Recommended Additions:
- Kansas State University: A powerhouse in agribusiness with excellent out-of-state merit scholarships that align with your financial goals.
- Oklahoma State University: Already on your list, this is an excellent target; ensure you look into their out-of-state tuition waivers.
Essay / Application Readiness
- Your main essay section currently contains feedback on an outline rather than a completed draft.
- The Panera Bread "systems-thinking" angle is a strong operational business hook, but it needs to be written.
- No supplemental essays are drafted yet, including for key targets like Texas A&M.
What Is Working
- Academic Profile: Your 3.87 GPA and 32 ACT put you in a strong position for selective public universities. Submit your 32 ACT over your 1360 SAT.
- Employment Impact: Your job at Panera Bread shows real-world responsibility and quantifiable impact (saving 10 minutes per shift by optimizing protocols).
What Is Holding You Back
- The Ag Gap: Admissions officers at competitive programs (like TAMU's College of Agriculture and Life Sciences) will wonder why a student with no agricultural background is applying to Ag Business.
- Affordability Blindspots: You have indicated that low debt and merit scholarships are priorities, yet you have only run the Net Price Calculator for UT Austin.
Recommended Next Steps
- Run the Net Price Calculator — Use the calculator icon next to each out-of-state and private school on your College List to get real cost estimates and eliminate unaffordable options.
- Draft your Common App essay — Use the Essay Tools to turn your Panera operations outline into a complete first draft, focusing on your business and management instincts.
- Address the agricultural gap — Use your essays or the "Additional Information" section to explain your interest in agriculture, or secure a summer job, internship, or shadow experience related to agribusiness before senior year begins.
Missing Information That Would Improve the Analysis
- Any unlisted agricultural exposure (e.g., family farming background, FFA/4-H involvement, or specific economics coursework).

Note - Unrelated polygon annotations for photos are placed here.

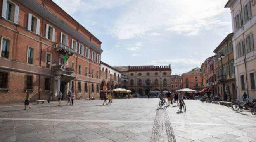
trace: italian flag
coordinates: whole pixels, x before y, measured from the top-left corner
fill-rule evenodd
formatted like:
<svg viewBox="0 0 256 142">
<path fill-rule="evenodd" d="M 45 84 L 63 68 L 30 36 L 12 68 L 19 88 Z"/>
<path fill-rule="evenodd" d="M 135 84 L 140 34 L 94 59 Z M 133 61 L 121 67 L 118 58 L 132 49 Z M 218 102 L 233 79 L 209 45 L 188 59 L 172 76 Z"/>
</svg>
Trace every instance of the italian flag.
<svg viewBox="0 0 256 142">
<path fill-rule="evenodd" d="M 68 65 L 68 56 L 67 56 L 67 52 L 66 56 L 65 56 L 64 63 L 66 64 L 66 69 L 67 69 L 67 65 Z"/>
</svg>

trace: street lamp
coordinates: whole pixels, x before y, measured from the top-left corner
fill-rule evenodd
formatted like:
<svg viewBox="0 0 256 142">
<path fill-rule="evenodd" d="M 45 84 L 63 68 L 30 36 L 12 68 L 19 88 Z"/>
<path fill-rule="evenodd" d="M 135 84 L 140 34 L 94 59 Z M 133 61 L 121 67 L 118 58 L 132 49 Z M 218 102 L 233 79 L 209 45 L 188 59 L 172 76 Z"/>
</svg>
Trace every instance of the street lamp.
<svg viewBox="0 0 256 142">
<path fill-rule="evenodd" d="M 55 63 L 55 62 L 54 62 L 53 64 L 52 64 L 52 61 L 48 61 L 47 63 L 49 65 L 52 64 L 52 66 L 51 66 L 51 75 L 50 77 L 50 91 L 49 91 L 49 97 L 48 98 L 48 103 L 50 103 L 50 95 L 51 94 L 51 81 L 52 80 L 52 66 L 55 66 L 55 65 L 56 65 L 56 63 Z"/>
<path fill-rule="evenodd" d="M 160 73 L 160 92 L 162 91 L 162 73 Z"/>
<path fill-rule="evenodd" d="M 139 85 L 139 78 L 138 75 L 137 76 L 137 95 L 138 94 L 138 85 Z M 136 95 L 136 98 L 137 98 Z"/>
<path fill-rule="evenodd" d="M 224 58 L 225 56 L 222 54 L 220 57 L 218 57 L 218 59 L 221 60 L 221 78 L 222 81 L 222 88 L 223 88 L 223 96 L 224 98 L 224 96 L 225 95 L 225 86 L 224 84 L 224 80 L 223 79 L 223 64 L 222 64 L 222 59 Z M 224 98 L 225 99 L 225 98 Z M 225 100 L 224 100 L 224 101 Z"/>
</svg>

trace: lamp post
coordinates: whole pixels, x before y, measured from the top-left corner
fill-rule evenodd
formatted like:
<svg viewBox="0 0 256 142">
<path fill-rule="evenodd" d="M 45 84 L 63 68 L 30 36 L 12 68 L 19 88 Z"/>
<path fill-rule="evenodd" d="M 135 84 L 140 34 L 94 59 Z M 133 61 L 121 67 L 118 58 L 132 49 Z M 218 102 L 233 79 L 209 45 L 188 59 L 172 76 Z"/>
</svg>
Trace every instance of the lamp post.
<svg viewBox="0 0 256 142">
<path fill-rule="evenodd" d="M 137 95 L 138 94 L 139 78 L 138 75 L 137 76 Z M 136 97 L 137 95 L 136 95 Z"/>
<path fill-rule="evenodd" d="M 50 95 L 51 94 L 51 82 L 52 82 L 51 81 L 52 80 L 52 66 L 55 66 L 55 65 L 56 65 L 56 63 L 54 62 L 53 64 L 52 64 L 52 59 L 51 61 L 48 61 L 47 62 L 47 63 L 49 64 L 49 65 L 52 65 L 51 66 L 51 75 L 50 77 L 50 91 L 49 91 L 49 97 L 48 97 L 48 103 L 50 103 Z"/>
<path fill-rule="evenodd" d="M 162 73 L 160 73 L 160 92 L 162 91 Z"/>
<path fill-rule="evenodd" d="M 225 95 L 225 85 L 224 84 L 224 80 L 223 78 L 223 64 L 222 64 L 222 58 L 224 57 L 225 56 L 223 54 L 222 54 L 220 57 L 219 57 L 219 60 L 221 60 L 221 81 L 222 81 L 222 88 L 223 88 L 223 96 L 224 98 L 224 95 Z"/>
</svg>

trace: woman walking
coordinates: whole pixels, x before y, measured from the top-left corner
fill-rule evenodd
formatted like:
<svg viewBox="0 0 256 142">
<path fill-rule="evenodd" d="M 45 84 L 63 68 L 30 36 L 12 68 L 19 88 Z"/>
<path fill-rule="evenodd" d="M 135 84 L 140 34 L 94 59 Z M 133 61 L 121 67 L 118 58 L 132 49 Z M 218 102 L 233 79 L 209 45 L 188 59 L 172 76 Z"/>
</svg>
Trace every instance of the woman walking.
<svg viewBox="0 0 256 142">
<path fill-rule="evenodd" d="M 109 102 L 107 103 L 108 105 L 109 103 L 109 104 L 111 105 L 111 94 L 109 93 L 107 95 L 107 98 L 109 99 Z"/>
<path fill-rule="evenodd" d="M 72 92 L 72 95 L 71 95 L 71 101 L 72 102 L 72 105 L 74 104 L 74 92 Z"/>
<path fill-rule="evenodd" d="M 177 93 L 176 91 L 175 91 L 175 94 L 174 94 L 174 100 L 175 100 L 175 106 L 178 106 L 178 93 Z"/>
<path fill-rule="evenodd" d="M 31 107 L 29 105 L 29 98 L 30 96 L 29 96 L 29 92 L 27 92 L 27 95 L 26 97 L 26 100 L 25 100 L 25 108 L 24 110 L 26 109 L 26 106 L 28 106 L 29 107 L 29 109 L 31 108 Z"/>
</svg>

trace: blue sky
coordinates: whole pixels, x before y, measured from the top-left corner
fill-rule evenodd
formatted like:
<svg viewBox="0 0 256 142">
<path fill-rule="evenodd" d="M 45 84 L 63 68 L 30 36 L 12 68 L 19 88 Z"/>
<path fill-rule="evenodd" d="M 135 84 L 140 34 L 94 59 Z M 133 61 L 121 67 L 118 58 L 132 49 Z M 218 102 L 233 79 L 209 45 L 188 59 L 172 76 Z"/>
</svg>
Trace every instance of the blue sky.
<svg viewBox="0 0 256 142">
<path fill-rule="evenodd" d="M 112 66 L 200 67 L 232 32 L 227 0 L 53 0 L 102 42 Z"/>
</svg>

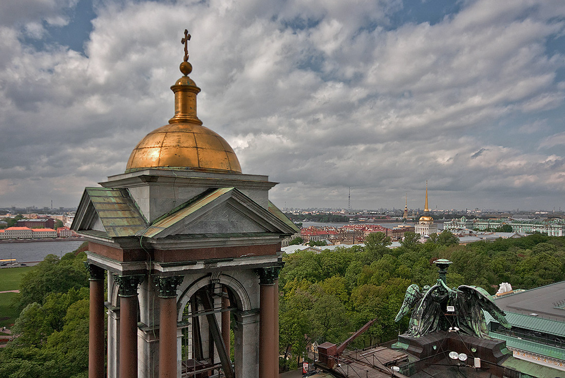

- Your family's maximum comfortable annual budget for college.
Bottom Line
You have the grades and test scores to get into excellent universities, but your application currently lacks a cohesive story. Your biggest bottleneck is the complete disconnect between your competitive academic profile and your lack of agricultural-focused experiences. To maximize your chances at top-tier programs like Texas A&M, you must use your essays to build a logical bridge to Ag Business, clean up your college list to remove non-major fits, and lock down your actual net price numbers.